What does this NOT mean! I am not responsible for making any funding decisions. So please respect that. Also, what I write on this blog is my personal opinion just as I've been doing for the past six years. My writing on this blog does not in anyway reflect official Packard Foundation policy.
My office
I am truly honored to have this opportunity for research and reflection on the effective use of social media by nonprofits and networks and be exposed to experts and thinkers here at the Foundation from many different disciplines. The staff at the Packard Foundation has given me a warm welcome and made me feel right at home.
Over the past 29 years that I worked in the nonprofit field, I've held many different titles, but never scholar. I looked up the term "scholar" in the dictionary. It has three definitions:
1: a person who attends a school or studies under a teacher : pupil
2: person who has done advanced study in a special field b: a learned person
3: a holder of a scholarship
My work here in a way embodies all three definitions. And while the term scholar implies "expert," it also means to be a learner. That's an important distinction for me because it is the key to using social media successfully. It's about constant and dynamic learning that is learning from doing and doing from learning.

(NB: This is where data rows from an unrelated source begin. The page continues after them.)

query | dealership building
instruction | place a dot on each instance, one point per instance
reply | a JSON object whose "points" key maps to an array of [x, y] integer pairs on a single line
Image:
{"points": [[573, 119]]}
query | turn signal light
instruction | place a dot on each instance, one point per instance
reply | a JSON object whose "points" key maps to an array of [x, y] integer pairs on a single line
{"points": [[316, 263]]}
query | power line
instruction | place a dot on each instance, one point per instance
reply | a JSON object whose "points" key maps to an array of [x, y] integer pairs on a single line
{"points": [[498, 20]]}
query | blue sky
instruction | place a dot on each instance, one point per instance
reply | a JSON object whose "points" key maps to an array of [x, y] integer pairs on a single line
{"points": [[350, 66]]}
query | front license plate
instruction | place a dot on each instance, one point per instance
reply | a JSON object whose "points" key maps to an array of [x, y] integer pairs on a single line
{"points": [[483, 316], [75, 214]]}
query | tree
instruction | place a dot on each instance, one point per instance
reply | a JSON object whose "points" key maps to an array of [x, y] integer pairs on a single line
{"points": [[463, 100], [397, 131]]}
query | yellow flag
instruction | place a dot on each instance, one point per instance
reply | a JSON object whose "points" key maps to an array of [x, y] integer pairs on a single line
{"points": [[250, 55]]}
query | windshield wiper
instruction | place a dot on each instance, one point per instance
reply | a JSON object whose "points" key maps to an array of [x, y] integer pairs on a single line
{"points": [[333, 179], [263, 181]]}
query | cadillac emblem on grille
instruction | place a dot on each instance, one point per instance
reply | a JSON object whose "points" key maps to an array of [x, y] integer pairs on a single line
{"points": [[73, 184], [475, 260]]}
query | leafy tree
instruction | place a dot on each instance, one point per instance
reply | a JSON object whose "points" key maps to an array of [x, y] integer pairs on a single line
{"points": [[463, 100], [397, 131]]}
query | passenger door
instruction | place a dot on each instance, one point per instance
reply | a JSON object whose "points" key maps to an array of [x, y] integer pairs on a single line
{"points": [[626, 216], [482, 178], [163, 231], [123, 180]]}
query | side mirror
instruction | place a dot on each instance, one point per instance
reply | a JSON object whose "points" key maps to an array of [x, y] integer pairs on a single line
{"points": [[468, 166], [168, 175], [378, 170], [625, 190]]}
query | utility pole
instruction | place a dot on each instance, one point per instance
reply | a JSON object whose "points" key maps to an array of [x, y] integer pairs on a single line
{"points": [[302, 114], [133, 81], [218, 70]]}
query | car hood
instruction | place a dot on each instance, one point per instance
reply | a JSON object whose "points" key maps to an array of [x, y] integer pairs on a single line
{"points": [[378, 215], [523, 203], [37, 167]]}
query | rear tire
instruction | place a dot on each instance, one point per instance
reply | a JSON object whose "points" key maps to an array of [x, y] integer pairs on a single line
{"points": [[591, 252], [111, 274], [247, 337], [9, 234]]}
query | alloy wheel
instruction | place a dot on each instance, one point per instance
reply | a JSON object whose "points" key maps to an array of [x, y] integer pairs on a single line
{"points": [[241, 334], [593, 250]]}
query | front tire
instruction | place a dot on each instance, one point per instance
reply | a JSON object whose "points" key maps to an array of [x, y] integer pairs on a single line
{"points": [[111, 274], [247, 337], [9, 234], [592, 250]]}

On a personal note, over the next three months I will be commuting from Boston to Palo Alto and at the end of June my family and I will relocate to the West Coast. It is going to be a very busy time for me as I learn to navigate in a new environment! So, please understand that my email responses will be very slow and the best way to connect with me is via commenting on this blog or Twitter.
Speaking of navigation, for the first time many years, I am actually able to commute to an office by bike, walking, or public transit (5 miles each way). I am lucky that Stephanie McAuliffe lent me her bicycle, that Curt Riffle loaned me an extra helmet, and that Matt Sharp helped me figure out a bike route, so I'm now biking to work. On my first ride, I saw a hawk, got off the bike, and tweeted it. The prompted a couple of hawk riding a bike jokes!
I look forward to this journey and hope you'll enjoy coming along for the ride!